K-Nearest Neighbors (KNN) Implementation Tutorial with PXL
This tutorial demonstrates how to classify data using the K-Nearest Neighbors (KNN) algorithm with the PXL framework. We will cover the implementation of KNN using both Tensor and Pointer approaches with PXL’s Map for parallel processing.
Prerequisites:
Before starting, it is recommended to review the following tutorials:
- SDK Workflow: Provides an overview of the SDK’s architecture and workflow.
- Get Started: Guides you through setting up your development environment.
- Hello Sort: Introduces basic concepts using a simple sorting example.

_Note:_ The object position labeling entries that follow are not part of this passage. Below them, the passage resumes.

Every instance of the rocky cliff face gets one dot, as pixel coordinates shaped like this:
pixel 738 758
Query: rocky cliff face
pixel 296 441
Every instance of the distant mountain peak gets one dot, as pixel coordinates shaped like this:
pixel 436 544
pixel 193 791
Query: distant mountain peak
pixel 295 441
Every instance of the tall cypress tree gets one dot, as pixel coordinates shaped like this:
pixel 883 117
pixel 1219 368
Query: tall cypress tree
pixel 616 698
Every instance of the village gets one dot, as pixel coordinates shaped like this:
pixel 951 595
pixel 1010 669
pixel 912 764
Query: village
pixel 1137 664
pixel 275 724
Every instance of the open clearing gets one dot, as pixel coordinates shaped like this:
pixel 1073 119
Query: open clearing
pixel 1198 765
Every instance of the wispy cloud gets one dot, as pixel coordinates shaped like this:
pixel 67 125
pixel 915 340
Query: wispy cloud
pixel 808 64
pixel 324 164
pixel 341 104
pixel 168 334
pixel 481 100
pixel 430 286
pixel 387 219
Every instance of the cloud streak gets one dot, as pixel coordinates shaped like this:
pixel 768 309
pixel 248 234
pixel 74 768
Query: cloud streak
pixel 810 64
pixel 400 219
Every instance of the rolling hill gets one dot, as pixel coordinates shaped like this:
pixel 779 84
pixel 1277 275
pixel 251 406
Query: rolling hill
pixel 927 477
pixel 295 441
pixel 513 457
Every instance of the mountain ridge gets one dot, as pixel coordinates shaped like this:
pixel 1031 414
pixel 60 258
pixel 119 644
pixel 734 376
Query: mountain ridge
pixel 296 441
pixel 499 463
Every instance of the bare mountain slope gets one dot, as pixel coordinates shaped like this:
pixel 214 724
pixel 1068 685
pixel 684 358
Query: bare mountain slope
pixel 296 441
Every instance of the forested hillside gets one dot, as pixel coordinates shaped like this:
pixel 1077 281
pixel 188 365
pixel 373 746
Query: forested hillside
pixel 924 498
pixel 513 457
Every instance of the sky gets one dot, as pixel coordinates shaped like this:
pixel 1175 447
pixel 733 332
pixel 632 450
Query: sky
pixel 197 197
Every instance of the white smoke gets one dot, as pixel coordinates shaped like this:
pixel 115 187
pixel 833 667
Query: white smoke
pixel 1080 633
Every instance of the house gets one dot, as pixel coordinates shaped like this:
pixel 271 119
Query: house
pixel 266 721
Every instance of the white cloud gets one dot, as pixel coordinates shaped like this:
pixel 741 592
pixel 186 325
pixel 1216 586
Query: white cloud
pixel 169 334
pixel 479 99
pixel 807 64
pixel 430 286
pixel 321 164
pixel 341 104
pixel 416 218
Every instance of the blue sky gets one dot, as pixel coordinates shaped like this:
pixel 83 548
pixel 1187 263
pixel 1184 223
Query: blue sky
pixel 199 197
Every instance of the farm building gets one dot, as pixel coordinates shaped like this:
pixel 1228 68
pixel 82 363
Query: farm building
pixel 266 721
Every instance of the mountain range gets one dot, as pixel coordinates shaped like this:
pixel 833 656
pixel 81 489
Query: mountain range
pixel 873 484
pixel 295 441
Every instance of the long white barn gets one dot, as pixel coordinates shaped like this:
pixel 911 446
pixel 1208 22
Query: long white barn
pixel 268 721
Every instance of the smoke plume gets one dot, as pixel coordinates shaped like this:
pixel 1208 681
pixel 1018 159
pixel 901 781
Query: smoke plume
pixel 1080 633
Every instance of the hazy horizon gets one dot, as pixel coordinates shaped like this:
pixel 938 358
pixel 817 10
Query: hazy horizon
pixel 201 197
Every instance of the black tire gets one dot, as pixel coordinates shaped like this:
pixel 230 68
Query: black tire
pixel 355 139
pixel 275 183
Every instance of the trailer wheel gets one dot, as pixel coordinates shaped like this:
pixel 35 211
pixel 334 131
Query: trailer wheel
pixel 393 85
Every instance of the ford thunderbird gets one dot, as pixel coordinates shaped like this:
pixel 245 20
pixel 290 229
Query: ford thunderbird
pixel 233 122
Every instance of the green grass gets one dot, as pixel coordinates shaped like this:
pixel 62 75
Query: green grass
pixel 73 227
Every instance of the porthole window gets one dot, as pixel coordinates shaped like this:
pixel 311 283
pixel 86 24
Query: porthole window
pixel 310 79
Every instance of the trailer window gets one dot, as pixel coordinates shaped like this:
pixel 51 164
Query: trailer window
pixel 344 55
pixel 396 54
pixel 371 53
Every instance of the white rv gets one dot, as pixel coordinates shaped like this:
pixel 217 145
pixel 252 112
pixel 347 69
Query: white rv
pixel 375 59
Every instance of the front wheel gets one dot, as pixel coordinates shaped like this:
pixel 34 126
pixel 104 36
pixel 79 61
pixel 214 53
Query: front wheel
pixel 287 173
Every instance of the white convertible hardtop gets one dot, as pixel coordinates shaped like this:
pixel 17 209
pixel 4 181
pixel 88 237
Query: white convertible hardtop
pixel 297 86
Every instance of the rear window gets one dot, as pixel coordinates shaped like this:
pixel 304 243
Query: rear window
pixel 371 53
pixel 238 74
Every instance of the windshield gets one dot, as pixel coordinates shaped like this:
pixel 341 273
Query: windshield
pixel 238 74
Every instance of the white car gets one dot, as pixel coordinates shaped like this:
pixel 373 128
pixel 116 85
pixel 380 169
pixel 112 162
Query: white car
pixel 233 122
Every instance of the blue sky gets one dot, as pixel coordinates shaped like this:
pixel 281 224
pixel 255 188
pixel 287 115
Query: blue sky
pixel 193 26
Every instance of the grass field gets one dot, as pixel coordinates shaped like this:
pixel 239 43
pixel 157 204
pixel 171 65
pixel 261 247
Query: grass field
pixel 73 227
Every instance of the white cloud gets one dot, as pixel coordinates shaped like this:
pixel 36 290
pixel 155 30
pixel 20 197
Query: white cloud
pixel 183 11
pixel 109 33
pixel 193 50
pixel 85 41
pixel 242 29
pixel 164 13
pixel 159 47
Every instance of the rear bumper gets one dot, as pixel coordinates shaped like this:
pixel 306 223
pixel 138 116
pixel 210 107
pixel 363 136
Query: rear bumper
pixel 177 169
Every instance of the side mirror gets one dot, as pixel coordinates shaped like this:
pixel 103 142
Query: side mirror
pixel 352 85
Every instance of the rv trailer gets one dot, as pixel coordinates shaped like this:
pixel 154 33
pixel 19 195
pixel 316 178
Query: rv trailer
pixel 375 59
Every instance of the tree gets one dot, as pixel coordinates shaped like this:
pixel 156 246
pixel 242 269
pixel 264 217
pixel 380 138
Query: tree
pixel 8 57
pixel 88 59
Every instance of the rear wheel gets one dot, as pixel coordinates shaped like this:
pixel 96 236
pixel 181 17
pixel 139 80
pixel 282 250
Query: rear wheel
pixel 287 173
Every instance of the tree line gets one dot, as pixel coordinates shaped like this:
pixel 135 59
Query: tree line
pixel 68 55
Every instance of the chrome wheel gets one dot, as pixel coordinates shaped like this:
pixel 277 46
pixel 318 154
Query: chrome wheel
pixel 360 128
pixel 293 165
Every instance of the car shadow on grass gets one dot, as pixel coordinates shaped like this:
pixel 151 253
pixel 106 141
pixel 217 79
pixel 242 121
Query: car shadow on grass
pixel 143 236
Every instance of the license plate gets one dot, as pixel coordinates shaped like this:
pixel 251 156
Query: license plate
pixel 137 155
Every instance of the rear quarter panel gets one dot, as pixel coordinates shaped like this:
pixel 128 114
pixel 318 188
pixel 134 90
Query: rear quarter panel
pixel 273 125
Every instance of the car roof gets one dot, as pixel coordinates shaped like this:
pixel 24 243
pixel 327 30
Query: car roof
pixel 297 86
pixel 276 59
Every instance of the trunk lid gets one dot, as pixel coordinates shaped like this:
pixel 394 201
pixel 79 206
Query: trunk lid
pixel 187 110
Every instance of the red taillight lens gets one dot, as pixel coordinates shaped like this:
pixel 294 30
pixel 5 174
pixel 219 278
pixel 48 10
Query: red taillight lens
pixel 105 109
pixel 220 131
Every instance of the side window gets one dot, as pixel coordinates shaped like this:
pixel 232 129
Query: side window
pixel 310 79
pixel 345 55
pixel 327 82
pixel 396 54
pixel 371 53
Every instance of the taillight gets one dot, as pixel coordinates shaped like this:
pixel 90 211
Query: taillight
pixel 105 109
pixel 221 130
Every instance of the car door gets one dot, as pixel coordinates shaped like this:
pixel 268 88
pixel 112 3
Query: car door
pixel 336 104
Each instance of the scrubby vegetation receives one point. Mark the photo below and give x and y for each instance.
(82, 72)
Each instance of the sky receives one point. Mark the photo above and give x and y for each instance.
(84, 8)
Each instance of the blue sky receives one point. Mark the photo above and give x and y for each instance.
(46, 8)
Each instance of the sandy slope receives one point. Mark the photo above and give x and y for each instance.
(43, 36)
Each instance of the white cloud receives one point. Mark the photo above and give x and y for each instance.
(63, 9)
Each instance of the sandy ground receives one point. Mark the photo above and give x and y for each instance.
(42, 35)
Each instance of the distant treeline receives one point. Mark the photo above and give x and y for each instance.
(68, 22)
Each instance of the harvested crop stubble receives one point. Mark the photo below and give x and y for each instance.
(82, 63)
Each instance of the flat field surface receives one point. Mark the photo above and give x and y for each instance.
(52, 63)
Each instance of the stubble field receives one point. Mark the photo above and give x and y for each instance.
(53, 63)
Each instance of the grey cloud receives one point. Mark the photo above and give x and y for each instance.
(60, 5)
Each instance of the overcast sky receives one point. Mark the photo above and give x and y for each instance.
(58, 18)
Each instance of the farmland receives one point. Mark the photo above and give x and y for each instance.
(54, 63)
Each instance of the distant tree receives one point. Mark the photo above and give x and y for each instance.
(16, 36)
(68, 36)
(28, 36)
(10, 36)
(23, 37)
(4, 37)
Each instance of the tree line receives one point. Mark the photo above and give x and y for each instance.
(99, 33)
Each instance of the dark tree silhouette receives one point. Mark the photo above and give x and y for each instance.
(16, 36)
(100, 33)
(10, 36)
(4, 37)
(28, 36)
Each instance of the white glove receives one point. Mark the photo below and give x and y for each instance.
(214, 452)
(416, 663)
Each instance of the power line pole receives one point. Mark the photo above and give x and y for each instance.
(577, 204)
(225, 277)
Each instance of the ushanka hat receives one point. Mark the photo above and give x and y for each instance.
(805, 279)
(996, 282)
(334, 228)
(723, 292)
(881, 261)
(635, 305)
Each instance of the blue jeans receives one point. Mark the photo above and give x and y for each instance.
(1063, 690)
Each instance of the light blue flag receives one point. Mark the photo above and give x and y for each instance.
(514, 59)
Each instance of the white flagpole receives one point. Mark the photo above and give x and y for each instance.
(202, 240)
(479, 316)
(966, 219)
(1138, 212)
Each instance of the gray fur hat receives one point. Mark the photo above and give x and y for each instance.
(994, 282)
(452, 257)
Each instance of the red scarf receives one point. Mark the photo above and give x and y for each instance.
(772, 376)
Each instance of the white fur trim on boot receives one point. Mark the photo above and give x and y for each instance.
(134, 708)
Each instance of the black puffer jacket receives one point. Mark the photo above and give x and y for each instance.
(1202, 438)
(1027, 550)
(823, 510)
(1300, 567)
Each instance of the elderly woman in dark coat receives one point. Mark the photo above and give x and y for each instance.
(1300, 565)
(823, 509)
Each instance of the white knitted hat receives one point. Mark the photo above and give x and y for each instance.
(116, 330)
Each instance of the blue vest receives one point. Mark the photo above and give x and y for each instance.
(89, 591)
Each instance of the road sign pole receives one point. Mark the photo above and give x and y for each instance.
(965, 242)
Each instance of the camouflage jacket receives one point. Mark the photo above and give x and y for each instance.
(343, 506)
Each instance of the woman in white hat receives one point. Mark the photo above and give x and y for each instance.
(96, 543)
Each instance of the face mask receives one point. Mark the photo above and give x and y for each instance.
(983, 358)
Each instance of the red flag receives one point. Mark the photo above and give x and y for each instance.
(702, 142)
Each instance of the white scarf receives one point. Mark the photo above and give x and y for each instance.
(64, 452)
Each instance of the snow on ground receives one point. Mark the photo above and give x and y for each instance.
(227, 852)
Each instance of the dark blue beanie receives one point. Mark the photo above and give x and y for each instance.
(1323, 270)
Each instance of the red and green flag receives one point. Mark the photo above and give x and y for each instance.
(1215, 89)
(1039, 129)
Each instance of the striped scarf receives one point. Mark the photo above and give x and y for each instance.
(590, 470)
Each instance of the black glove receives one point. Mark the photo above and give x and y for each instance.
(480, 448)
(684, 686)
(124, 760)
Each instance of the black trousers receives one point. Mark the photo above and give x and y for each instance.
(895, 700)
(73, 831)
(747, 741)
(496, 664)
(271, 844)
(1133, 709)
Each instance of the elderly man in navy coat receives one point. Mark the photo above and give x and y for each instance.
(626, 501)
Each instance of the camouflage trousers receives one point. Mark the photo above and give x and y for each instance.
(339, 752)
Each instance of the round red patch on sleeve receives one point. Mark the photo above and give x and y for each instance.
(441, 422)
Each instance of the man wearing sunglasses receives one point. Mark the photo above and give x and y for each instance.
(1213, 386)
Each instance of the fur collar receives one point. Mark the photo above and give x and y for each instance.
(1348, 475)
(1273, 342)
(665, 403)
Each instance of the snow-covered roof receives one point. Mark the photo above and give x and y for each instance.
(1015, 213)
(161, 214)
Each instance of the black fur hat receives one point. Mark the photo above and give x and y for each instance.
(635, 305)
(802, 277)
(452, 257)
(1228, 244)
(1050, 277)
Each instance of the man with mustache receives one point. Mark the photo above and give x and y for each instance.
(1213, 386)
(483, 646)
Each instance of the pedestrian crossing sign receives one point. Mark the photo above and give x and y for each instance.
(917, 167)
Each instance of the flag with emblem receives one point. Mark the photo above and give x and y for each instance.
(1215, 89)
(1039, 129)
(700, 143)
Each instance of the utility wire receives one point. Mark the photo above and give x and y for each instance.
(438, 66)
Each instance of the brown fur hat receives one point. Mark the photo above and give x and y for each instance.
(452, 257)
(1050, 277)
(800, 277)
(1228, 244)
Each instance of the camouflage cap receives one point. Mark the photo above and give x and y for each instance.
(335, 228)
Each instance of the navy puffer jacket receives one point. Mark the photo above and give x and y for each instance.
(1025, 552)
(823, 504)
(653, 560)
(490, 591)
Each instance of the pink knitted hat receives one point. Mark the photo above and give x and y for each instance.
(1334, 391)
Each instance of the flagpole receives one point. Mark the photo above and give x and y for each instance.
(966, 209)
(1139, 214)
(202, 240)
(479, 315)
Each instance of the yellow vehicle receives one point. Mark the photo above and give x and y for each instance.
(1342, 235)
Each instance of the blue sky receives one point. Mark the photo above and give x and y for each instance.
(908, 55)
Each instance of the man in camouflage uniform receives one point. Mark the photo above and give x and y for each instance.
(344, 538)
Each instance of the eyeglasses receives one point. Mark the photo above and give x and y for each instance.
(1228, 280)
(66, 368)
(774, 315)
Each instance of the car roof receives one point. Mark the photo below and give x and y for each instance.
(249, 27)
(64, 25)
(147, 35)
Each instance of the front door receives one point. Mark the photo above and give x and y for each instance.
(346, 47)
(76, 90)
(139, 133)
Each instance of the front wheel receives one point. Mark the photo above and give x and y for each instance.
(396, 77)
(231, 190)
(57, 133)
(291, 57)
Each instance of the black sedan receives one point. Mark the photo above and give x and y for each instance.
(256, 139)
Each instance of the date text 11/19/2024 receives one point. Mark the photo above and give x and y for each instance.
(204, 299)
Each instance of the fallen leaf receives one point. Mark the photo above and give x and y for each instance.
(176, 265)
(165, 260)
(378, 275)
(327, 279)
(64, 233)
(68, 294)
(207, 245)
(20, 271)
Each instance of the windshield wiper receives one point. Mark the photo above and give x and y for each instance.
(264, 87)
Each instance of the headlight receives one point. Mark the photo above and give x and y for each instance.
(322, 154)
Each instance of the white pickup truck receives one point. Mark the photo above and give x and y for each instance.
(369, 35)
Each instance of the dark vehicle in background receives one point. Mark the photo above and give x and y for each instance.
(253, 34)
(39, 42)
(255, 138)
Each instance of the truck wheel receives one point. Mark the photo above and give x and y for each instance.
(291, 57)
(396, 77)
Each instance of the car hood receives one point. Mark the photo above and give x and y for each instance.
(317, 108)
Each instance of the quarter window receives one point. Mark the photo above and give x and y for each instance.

- Emulator on Docker: Guides you through setting up the emulator on Docker.
Overview
The KNN algorithm works by:
- Finding the K nearest neighbors to a target point.
- Taking a majority vote of their labels to classify the target.
Our implementation includes three main approaches:
- Host Implementation: Uses the CPU for computation.
- Implementation using Tensor: Utilizes PXL’s Map execution mode to efficiently process data in parallel through tensor operations.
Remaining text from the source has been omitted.